Statistical analysis
Data were expressed as mean ± SEM, with significance at P < 0.05. Statistical comparisons between two groups were made using unpaired t test, and statistical comparisons between concentration-dependent curves were performed using repeat measure mixed model two-way ANOVA.
Results
Characteristics of 4-n-NP-treated rats
After a 20-week treatment with 4-n-NP, the ratio of testes to body weight was similar between these two groups (3.0 ± 0.1 and 2.8 ± 0.2% in control and 4-n-NP-treated rats, respectively). In addition, whole blood was used to demonstrate in vivo oxidative stress index, the ratio of total peroxides level to total antioxidant capacity, and we found that systemic oxidative stress was significantly higher in 4-n-NP-treated rats compared with controls (199.2 ± 18.9 and 133.0 ± 15.2, respectively) (P < 0.05).
Chronic effects of 4-n-NP on vasoconstriction and vasorelaxation
The responsive curve of cumulative concentration of phenylephrine, an alpha-1 adrenergic receptor agonist, was markedly higher in aorta isolated from 4-n-NP-treated rats compared with that from control animals (P < 0.05, Fig. 1). Similar results were obtained in potassium chloride, a voltage-gated calcium channel opener, induced dose-dependent contractile responsive curve (P < 0.05, Fig. 2). However, dose responsive curves of endothelium-dependent relaxation inducing by acetylcholine, a muscarinic receptor agonist, were not significantly different between control and 4-n-NP-treated rats (P > 0.05; Fig. 3).
Chronic effects of 4-n-NP on oxidant enzyme activity
After an in vivo chronic treatment of 4-n-NP for 20 weeks, aortic NADPH-related oxidase activity was evaluated indirectly via lucigenin-based chemiluminescence method using NADPH as substrate. In the absence of NADPH, the aortic ROS content was similar between control and 4-n-NP-treated rats (37 ± 3 and 43 ± 2 cpm, respectively). In the presence of NADPH, nevertheless, the aortic ROS content was significantly higher (high as 1.8-fold) in 4-n-NP-treated rats compared with control animals (P < 0.05). The similar result was observed in the presence of xanthine showing that the tissue ROS content was significantly higher in 4-n-NP-treated animals compared with that of controls (P < 0.05). We also assessed ROS contents in duodenum and found that NADPH-mediated ROS production (P > 0.05) and xanthine-mediated ROS production (P > 0.05) were both comparable between these two groups. The results are summarized in Table 1.
Discussion
4-Nonylphenol (4-NP), a metabolite of alkylphenol polyethoxylates, has been demonstrated to disrupt the development of the reproductive system, and to enhance reactive oxygen species generation in striatum (Obata and Kubota 2000), testes (Chitra and Mathur 2004; Gong and Han 2006), and neutrophils (Okai et al. 2004). In addition, this study clearly revealed that a chronic 4-n-NP treatment significantly increased systemic and local oxidative stress (see the first paragraph in the “Results” section; Table 1, respectively).
Average intake dosage for 4-n-NP-treated rats in this study was 0.2 and 0.8 mg/kg/day, and we found that the ratio of testes to body weight was similar between control and 4-n-NP-treated rats as above mentioned in the results. This suggests a lack of remarkable genital toxicity on a 20-week 4-n-NP exposure in 4-n-NP-treated rats in this study.
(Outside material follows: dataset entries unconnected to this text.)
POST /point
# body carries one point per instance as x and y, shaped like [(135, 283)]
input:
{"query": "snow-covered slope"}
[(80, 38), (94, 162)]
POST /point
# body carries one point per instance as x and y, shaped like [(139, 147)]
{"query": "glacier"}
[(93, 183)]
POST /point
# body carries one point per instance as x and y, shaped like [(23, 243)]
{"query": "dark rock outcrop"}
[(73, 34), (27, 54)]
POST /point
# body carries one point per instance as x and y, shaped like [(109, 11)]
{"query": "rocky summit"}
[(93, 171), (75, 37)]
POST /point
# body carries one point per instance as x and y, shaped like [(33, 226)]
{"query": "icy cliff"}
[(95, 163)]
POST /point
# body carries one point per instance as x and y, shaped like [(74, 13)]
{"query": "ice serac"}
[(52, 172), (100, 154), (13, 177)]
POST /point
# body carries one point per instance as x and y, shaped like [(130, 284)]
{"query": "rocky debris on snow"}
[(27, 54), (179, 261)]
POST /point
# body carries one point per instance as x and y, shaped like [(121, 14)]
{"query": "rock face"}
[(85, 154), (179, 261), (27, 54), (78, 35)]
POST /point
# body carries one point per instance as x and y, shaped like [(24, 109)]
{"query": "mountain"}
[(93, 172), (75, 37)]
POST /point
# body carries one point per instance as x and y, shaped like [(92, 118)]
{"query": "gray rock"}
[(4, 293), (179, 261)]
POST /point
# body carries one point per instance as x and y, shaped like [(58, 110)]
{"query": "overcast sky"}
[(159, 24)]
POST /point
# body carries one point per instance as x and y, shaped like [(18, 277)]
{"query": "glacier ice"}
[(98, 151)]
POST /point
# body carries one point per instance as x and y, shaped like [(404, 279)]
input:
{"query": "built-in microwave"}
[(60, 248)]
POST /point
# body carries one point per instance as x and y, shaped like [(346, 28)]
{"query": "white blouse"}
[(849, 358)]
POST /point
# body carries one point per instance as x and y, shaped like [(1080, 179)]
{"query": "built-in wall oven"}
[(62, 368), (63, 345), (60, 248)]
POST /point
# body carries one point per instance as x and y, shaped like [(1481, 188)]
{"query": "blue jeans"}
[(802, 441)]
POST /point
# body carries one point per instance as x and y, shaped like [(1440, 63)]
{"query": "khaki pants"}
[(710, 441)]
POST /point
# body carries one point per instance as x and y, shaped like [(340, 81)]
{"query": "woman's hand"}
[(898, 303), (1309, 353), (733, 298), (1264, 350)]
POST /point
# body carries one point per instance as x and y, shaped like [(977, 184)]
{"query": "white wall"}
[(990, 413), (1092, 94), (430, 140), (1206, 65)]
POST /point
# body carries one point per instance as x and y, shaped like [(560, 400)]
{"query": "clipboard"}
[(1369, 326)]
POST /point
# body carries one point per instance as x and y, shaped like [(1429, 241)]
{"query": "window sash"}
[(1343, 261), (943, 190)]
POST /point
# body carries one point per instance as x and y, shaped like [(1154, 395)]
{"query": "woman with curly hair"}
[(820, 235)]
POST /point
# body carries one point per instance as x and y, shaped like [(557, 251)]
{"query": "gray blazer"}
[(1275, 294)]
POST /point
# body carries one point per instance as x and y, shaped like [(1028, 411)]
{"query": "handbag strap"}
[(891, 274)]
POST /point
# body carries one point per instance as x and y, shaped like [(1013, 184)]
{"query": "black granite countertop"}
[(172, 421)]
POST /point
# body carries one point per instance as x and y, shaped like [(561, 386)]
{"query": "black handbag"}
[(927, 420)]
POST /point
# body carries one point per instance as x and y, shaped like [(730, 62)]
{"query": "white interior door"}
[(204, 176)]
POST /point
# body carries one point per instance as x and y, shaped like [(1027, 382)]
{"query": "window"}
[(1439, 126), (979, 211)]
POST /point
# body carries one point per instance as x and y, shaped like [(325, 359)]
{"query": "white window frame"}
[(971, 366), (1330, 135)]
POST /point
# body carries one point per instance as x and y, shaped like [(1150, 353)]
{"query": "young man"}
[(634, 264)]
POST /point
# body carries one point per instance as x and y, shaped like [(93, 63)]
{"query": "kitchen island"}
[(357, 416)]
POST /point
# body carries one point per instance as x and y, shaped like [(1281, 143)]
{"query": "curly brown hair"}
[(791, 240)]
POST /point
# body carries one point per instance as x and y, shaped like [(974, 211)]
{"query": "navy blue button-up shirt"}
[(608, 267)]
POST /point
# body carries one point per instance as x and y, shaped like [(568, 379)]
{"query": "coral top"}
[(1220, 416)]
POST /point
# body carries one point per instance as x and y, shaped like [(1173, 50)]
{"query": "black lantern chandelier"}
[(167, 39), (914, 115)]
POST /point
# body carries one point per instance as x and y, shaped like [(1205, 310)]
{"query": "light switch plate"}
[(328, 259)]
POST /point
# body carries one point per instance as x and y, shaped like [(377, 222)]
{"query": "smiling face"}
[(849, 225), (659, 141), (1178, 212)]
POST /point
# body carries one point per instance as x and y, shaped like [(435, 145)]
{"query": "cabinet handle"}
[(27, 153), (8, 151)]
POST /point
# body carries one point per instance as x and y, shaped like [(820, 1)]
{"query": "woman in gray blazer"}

This observation is not contradictory to those from previous studies showing that high dose (500 mg/kg/day) of 4-NP exposure disrupts the development of gonads in male and female rats (Nagao et al. 2000).
Although previous reports suggest that 4-NP has a weak-estrogenic effect on the reproductive system, it seems to have little estrogenic effect on vascular system. In our preliminary study, aorta isolated from male rats treated with 4-n-NP at the dosage of 2 mg/kg/day for 10 weeks exhibited altered vasomotor activity (data not shown). Therefore, the present study further investigated whether male rats exposing under low concentration of 4-n-NP (i.e. 0.8 mg/kg/day) for a longer time (i.e. 20 weeks) still showed modified aortic vasoconstrictive or vasorelaxing responses. Chronic effect of 4-n-NP on vascular tension observed in this study showing enhanced phenylephrine- and KCl-induced vasoconstriction (Figs. 1, 2, respectively) is not consistent with that observed in in vitro studies. Acute 4-NP exposure evokes endothelium-independent vascular smooth muscle relaxation via inhibiting l-type calcium channels (Ruehlmann et al. 1998), which is similar to that induced by 17β-estradiol (Castillo et al. 2006; Nakajima et al. 1995). Similar inconsistencies have also been observed in the investigation of in vivo chronic effect and in vitro acute effect of 17β-estradiol on vascular smooth muscle tension (Cheng and Gruetter 1992; Colucci et al. 1982; Ravi et al. 1994), suggesting that acute NP effect cannot totally reflect its chronic influence on the regulation of vascular tension.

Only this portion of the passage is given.